Mit Reaktionen auf abstrakte Bedrohungen habe man bereits Erfahrungen gesammelt. Ein paar Tage nach dem Terroranschlag von Nizza im Juli 2014, bei dem ein Terrorist des IS mit einem Lastwagen auf der Strandpromenade 86 Menschen tötete und 400 zum Teil schwer verletzte, fanden die "Kölner Lichter" statt, das größte musiksynchrone Feuerwerksspektakel Europas. Auch damals seien Maßnahmen zum Schutz feiernder Menschen ergriffen worden. Ähnlich verhält es sich mit den Kölner Weihnachtsmärkten seit dem Anschlag auf den Weihnachtsmarkt auf dem Berliner Breitscheidplatz 2016.
"Es geht nicht nur darum, die Synagoge als Symbol zu schützen", erklärt Baldes. "Es finden da am Samstag auch zwei Gottesdienste statt. Die Synagoge ist ein Ort, an dem Menschen beten wollen. Insbesondere angesichts des Nahostkonflikts ist sie für viele ein Rückzugsraum, um dort Ruhe zu finden. Und das wird von uns gewährleistet werden." Demonstrationen mit Bezug zum Terrorüberfall und zum Krieg in Nahost könnten am Samstag in Köln nicht stattfinden.
"Die Sicherheit unserer jüdischen Mitbürgerinnen und Mitbürger wie auch jüdischer Einrichtungen hat für uns höchste Priorität", sagt auch ein Sprecher des nordrhein-westfälischen Innenministeriums.
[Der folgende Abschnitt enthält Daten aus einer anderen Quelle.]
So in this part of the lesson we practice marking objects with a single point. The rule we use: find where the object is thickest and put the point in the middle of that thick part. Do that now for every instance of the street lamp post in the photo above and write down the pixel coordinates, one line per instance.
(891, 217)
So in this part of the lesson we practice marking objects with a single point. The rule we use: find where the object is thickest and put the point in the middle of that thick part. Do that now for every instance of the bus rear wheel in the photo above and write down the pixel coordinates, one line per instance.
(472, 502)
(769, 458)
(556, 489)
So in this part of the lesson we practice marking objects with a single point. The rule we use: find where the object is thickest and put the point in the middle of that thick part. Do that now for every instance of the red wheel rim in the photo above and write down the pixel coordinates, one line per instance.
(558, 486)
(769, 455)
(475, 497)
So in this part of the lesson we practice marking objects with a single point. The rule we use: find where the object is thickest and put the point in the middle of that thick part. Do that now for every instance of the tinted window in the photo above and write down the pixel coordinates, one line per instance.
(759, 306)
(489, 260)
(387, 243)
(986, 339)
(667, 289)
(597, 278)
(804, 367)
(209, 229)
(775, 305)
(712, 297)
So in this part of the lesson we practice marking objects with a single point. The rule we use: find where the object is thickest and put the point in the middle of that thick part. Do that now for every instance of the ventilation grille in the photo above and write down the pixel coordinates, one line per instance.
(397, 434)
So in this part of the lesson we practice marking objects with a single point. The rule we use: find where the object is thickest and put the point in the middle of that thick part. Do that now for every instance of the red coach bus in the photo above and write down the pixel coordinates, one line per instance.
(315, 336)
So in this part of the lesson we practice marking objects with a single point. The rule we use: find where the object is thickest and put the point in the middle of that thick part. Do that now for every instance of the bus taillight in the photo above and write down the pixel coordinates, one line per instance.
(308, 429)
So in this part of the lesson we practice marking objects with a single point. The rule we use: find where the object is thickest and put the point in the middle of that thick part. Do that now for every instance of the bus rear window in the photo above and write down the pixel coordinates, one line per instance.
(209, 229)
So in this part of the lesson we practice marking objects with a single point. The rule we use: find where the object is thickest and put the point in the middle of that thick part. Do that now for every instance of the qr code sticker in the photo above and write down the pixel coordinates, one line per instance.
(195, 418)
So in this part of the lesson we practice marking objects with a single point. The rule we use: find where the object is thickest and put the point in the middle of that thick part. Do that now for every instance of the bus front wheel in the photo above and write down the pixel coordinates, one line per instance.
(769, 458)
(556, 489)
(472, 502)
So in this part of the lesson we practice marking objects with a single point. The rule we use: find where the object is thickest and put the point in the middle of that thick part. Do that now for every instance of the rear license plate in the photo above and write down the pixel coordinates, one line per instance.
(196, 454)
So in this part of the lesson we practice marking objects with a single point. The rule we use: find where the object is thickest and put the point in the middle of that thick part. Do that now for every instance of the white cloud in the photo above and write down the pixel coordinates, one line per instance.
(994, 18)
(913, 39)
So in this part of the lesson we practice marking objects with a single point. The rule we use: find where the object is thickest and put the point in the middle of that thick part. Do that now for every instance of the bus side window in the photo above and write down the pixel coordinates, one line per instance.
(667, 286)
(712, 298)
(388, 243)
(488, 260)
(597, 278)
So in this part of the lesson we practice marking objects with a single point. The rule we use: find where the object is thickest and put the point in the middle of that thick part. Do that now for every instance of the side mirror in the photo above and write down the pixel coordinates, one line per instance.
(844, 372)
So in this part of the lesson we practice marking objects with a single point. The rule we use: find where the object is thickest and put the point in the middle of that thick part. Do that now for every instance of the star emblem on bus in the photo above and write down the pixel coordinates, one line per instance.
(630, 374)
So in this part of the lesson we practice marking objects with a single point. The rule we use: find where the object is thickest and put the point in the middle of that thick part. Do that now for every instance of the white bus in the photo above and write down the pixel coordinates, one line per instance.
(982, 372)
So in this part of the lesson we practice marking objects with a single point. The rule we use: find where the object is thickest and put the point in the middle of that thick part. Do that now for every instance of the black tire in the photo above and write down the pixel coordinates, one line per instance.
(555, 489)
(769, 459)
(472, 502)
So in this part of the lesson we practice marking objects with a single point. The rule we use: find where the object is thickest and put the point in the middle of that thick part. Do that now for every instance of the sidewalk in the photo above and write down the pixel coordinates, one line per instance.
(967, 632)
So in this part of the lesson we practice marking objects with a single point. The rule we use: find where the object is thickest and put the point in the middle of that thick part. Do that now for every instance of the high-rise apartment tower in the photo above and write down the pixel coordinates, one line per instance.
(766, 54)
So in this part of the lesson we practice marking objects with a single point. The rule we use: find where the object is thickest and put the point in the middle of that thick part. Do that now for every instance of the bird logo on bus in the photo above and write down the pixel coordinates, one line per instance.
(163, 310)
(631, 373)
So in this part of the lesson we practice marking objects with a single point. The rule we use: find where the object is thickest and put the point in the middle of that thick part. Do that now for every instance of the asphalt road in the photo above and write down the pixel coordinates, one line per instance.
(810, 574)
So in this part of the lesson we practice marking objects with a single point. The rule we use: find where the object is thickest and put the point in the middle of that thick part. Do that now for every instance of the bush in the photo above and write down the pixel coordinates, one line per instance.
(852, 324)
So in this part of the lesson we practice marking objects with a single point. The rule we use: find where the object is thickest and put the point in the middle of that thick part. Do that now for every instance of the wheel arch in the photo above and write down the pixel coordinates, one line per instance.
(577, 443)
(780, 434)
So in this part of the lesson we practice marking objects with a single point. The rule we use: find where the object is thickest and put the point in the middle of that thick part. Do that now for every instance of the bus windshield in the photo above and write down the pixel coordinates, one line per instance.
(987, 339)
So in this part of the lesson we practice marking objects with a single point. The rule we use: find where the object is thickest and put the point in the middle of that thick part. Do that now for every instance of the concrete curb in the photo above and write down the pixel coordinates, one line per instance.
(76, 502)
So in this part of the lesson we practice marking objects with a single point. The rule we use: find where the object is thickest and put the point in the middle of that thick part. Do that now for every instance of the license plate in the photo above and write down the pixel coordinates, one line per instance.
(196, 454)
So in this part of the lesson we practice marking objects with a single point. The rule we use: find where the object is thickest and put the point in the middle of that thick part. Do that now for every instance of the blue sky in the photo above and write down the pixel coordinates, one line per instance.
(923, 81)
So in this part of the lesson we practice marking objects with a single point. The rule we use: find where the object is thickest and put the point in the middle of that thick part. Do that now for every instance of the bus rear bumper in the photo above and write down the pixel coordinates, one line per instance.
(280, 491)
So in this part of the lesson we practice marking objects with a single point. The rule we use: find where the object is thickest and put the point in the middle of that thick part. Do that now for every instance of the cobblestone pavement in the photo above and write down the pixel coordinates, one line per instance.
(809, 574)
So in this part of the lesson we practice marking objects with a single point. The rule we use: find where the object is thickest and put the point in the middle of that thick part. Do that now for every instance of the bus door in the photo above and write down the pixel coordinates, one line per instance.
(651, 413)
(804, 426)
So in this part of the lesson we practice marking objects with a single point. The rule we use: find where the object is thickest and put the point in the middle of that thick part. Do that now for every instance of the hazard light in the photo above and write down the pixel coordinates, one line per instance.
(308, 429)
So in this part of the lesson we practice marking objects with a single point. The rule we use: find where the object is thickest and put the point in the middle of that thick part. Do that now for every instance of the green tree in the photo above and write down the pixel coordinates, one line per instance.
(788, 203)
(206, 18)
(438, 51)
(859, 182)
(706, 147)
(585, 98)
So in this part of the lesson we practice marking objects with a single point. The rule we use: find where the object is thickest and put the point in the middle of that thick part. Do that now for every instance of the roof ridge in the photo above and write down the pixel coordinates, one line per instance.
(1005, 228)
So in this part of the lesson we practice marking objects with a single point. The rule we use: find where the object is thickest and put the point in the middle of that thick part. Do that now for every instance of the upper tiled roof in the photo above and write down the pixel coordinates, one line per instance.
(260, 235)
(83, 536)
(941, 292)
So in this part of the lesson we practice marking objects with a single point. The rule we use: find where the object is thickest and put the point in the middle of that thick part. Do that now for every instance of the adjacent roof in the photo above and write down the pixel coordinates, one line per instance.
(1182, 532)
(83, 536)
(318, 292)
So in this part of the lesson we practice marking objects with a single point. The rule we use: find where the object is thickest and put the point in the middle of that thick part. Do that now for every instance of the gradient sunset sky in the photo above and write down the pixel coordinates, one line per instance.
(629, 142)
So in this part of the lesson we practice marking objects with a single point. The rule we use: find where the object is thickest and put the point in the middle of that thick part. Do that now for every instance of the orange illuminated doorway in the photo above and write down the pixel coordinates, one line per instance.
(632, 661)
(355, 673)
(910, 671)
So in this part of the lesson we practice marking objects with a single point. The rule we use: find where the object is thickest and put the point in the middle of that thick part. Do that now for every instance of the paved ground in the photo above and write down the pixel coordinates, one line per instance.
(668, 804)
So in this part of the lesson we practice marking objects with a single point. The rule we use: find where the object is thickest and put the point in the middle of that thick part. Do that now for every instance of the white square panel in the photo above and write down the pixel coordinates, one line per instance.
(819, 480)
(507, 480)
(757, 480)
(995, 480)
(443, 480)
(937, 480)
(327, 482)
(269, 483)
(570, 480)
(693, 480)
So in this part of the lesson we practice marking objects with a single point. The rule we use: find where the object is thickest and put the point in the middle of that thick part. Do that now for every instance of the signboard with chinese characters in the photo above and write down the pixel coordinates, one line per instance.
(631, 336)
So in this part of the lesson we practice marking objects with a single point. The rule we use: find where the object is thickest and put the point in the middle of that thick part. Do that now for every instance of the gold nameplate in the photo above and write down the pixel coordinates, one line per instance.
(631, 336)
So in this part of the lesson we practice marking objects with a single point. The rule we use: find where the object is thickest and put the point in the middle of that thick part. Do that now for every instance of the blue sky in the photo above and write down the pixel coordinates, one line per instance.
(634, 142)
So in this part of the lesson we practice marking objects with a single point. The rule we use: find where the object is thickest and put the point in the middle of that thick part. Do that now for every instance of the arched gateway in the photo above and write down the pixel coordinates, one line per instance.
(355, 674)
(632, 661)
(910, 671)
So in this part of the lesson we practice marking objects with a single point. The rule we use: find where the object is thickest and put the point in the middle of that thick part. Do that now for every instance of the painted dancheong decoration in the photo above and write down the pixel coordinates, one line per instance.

Schon unmittelbar nach dem Terrorangriff auf Israel habe das Ministerium die Kreispolizeibehörden angewiesen, "verstärkte Präsenz an jüdischen Einrichtungen zu zeigen".
Nach den Mobilisierungsaufrufen der Terrorgruppe Hamas habe Innenminister Herbert Reul diese Präsenz noch einmal erhöht. Nun würden die Polizeibehörden die Sicherheitslage in ihrem Bereich täglich neu bewerten und die Maßnahmen eigenverantwortlich anpassen. "Das galt für den Jahrestag der Reichspogromnacht am 9. November, und das gilt auch zum Start des Karnevals."
Das bekannte Hauptproblem wird am "Elften im Elften" im "Kwartier Latäng" jedoch der Alkohol werden. "Die einen gehen dann in ein Sanitätszelt, die anderen werden lustig … und wieder andere werden aggressiv", sagt Polizeisprecher Baldes. Man kenne das von Samstagnachteinsätzen auf den "Ringen". "Was anfangs noch nett ist – ‚Was hast du für ein schönes Kostüm an‘ – wird im Laufe des Abends oft respekt- und distanzlos." Dafür ist zum einen "Edelgard" (die Schützende) im Karnevalseinsatz, ein Projekt der Kölner Initiative gegen Gewalt, das am Samstag mit einem Stand und Beratungsteams für Frauen und Mädchen da ist, wenn sie sich bedroht fühlen oder einen Übergriff erlebt haben.
Zum anderen stehen aber auch die Kölner Polizistinnen und Polizisten zur Verfügung. "Wird jemand durch andere Feiernde bedrängt, muss man uns nur ansprechen. Das gibt mindestens eine Anzeige und einen Platzverweis", so Baldes. "Und wenn sich derjenige dagegen sträubt, haben wir die Kapazitäten, dass für ihn die Feier auf der anderen Rheinseite zu Ende geht – bei uns im Polizeipräsidium."